NLE The Great Explains Why He Chose to Prioritize His Mental Health

In a convo with Kirk Franklin, Jonathan Majors and more, the Memphis rapper reveals how journaling and faith helped pull him out of depression.

NLE Choppa at the 2025 iHeartRadio Music Awards held at the Dolby Theatre on March 17, 2025 in Los Angeles, California.
NLE Choppa at the 2025 iHeartRadio Music Awards held at the Dolby Theatre on March 17, 2025 in Los Angeles, California.

Kirk Franklin’s Den Of Kings is a YouTube series where the gospel superstar brings Black men of influence together for candid conversations about fatherhood, leadership, faith, and mental health. In the latest episode, Franklin opened up a conversation about mental health and spirituality with KevOnStage, Jonathan Majors, Ray J, Dr. Jay Barnett and NLE The Great  (formerly NLE Choppa).

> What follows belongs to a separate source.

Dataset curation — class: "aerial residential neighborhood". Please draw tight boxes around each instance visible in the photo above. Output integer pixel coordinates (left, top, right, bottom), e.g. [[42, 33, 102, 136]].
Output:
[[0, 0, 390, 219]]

During the discussion, NLE The Great got real about his struggles with depression and how he found faith and prioritizing his mental wellness to be the keys to giving him direction and peace. 

“It came to a space where I had everything I wanted–but nothing I needed,” he shared to the group. “Everything – my wants was reachable: money, cars, clothes, women of course. All the things that’s in the other side of the promise.”

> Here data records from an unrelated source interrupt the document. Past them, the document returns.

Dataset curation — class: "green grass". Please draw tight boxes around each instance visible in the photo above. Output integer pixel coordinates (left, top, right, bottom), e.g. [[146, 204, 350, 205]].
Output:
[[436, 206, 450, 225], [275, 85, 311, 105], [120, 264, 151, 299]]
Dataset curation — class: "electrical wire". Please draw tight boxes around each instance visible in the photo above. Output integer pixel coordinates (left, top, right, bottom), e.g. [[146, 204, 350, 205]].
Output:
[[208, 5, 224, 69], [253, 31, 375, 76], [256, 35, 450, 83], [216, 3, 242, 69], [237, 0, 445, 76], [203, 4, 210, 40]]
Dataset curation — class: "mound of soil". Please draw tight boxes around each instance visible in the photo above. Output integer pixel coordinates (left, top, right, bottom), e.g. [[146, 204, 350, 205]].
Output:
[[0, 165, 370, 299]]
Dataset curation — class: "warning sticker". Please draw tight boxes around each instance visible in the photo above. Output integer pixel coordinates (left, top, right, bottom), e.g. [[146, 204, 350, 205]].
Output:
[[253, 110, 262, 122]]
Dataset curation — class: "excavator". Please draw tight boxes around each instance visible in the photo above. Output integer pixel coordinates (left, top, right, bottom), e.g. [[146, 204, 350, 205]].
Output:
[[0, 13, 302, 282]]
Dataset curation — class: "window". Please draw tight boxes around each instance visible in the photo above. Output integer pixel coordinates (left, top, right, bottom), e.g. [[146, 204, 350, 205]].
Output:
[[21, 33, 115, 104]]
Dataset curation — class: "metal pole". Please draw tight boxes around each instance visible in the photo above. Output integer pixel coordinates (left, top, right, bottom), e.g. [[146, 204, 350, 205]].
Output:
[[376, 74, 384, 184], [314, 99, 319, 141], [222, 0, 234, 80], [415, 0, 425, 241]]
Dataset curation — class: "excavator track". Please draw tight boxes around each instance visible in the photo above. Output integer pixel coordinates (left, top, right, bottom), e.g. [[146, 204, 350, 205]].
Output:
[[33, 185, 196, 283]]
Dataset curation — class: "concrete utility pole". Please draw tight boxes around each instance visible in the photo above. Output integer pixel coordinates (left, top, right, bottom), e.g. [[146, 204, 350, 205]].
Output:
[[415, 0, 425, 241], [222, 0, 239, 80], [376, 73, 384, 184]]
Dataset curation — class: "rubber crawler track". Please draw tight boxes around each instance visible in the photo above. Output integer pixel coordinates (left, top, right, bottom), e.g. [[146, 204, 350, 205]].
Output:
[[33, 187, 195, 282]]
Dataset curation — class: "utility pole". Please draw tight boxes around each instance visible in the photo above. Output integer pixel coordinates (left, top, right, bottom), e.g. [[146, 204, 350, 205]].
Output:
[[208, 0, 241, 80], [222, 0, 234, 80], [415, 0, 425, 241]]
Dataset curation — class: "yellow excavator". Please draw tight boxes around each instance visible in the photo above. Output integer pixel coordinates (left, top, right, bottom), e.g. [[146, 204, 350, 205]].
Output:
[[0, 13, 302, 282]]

But he acknowledged that finding so much success when he was still very young proved to be harmful to his psyche.

“I was around seventeen,” he explained when Franklin asked how old he was when his emotional and mental struggles began. “This was after I’d blew up.”

NLE The Great (born Bryson Potts) said that as he’s gotten older, he had to disconnect. The Memphis native took an extended hiatus and began to journal. 

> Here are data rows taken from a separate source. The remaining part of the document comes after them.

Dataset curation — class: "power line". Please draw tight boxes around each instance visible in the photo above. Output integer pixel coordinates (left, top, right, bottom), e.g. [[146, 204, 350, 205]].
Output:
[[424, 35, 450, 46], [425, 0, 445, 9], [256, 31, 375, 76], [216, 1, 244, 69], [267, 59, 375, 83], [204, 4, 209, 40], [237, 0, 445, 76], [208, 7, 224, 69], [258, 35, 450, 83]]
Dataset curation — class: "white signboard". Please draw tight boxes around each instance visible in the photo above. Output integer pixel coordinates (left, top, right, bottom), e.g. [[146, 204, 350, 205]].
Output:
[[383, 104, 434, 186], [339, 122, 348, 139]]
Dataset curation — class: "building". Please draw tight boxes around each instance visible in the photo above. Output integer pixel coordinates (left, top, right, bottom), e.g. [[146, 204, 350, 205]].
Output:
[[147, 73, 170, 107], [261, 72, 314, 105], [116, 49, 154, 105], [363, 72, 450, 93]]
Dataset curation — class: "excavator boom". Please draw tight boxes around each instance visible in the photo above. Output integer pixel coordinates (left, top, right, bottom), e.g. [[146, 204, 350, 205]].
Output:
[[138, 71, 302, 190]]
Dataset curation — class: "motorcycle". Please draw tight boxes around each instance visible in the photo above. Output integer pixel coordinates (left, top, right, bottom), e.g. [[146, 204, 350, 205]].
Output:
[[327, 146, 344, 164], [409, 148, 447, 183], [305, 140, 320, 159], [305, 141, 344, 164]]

“It started to come to a point where I started to veer a little left,” he says. “I always relate to the 'Book of Job.' At the end of the day, everything was a test of faith. The attacks started to increase but my faith never changed on who the ultimate provider was, that’s the Lord, our God.”

NLE The Great broke away for several months, and shared that he turned down lucrative deals but it was worth it to prioritize his mental health. 

“I just sat down for three to four months,” he says. “I took a break. I could’ve made four, five, six, ten million dollars. I left it all on the plate to sit down because something in my spirit wasn’t right. I sat down. I had to go back home and got grounded. Stayed in my hometown, the most dangerous city, that people crucify. I stayed there, planted my feet there.”

After the conversation turned to the role faith can play in helping one cope, he explained that journaling helped him get closer to his spirituality. 

“I went into a 112 day seek,” NLE The Great shared. “Every day I woke up; I went outside with my notebook and I sat my feet in my grass and I stood before a tree and nature and I just listened. I wrote down everything. I jotted it [down]. I got four or five journals stacked over three or four months. It’s like a Bible. The Most High God fed to me every day, every second. When I woke up, he’d wake me out of my sleep. He gave me dreams. People that I needed to get away from me: snakes, rats, whomever. He put everything under a microscope in my life.”